Farrow worked on several projects that organized Black LGBTQ communities in New York City, including an anti-homophobia social marketing campaign that’s been reproduced in several cities, working for community accountability around a string of homicides and assaults on Black gay men in the mid-2000s, and organizing a faith-based project to bring together Black LGBTQ faith leaders and organizers called the Revival Initiative, which was the basis for the LGBT Faith Leaders of African Descent organization.
Farrow has been an HIV prevention and treatment activist and writer since 1998, when he joined the staff at AIDS Task Force of Greater Cleveland. He’s worked with Housing Works, NYS Black Gay Network, National Gay & Lesbian Taskforce Policy Institute, the Community HIV/AIDS Mobilization Project (CHAMP), and as the US & Global Health Policy Director for Treatment Action Group (TAG).
Approaching his fourth year at TAG, Farrow published a qualitative research project exploring the role of community mobilization in the HIV response in nine United States cities, as well as helping to craft and implement a national strategy to end stock-outs of tuberculosis (TB) drugs. He lead TAG’s work to partner with four jurisdictions in the south to develop “end the epidemic” campaigns to expand the impact of that work in the most impacted part of the nation.
Farrow’s work behind the scenes on Governor Andrew Cuomo’s campaign to dramatically reduce HIV infections by 2020 elicited two important policy wins for which Farrow directly advocated: new funding to expand LGBTQ youth housing options, and maintaining the privacy of minors seeking HIV or reproductive care, even if they’re on their parents’ insurance.
In addition to his advocacy and political efforts, Farrow is a prolific essayist and author whose writing has always been a parallel outlet for his activism.

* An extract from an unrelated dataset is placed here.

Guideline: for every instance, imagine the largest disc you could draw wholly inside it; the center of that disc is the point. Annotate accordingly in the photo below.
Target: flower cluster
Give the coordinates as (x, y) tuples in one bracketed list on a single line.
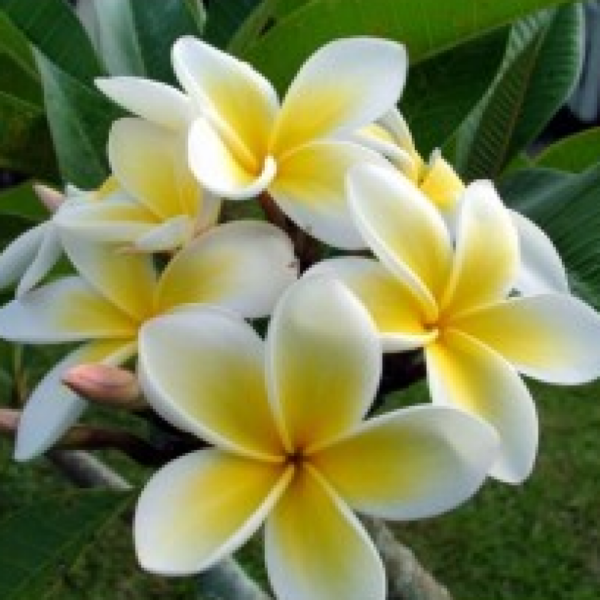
[(164, 274)]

He is the co-editor of “Letters from Young Activists: Today’s Rebels Speak Out.” Farrow’s work has appeared in the anthologies “Spirited: Affirming the Soul of Black Lesbian and Gay Identity,” “Against Equality: Queer Critiques of Same-Sex Marriage,” “For Colored Boys Who Have Considered Suicide When The Rainbow Is Still Not Enough,” “We Have Not Been Moved: Resisting Racism and Militarism in 21st Century America,” and “Black Gay Genius: Answering Joseph Beam’s Call.”
His work has also appeared in print and online publications such as “The Atlantic,” “The Huffington Post,” “TheGrio,” “Colorlines,” “POZ,” “The American Prospect,” and “AlterNet.” He has been working on a political memoir, “Black in a Rainbow World.”
Farrow was named one of “Out” magazine’s Out 100 for 2008, a 40 Under 40 LGBT Leader in the United States by “The Advocate” in 2010, and one of Black Entertainment Television’s Modern Black History Heroes for 2011. He received the Community Activist award at Chicago Black Pride’s Esteem Awards in 2013, and was honored with the 2016 Sexual Freedom Award by the Woodhull Institute.
In November of 2017, it was announced that Farrow had been named senior editor at TheBody.com and TheBodyPRO.com, online sites dedicated to providing HIV/AIDS news, information, and support.
A longtime resident of Brooklyn, New York, Farrow now lives in Newark, New Jersey, where he hopes for more mobilization around the intersectionality of HIV and social justice. “I feel proud to see some of the work I’ve been doing sprout up in organizations like Black Youth Project and Black Lives Matter,” Farrow told “POZ” in 2017. “I’m looking forward to a new young generation of Black activists.”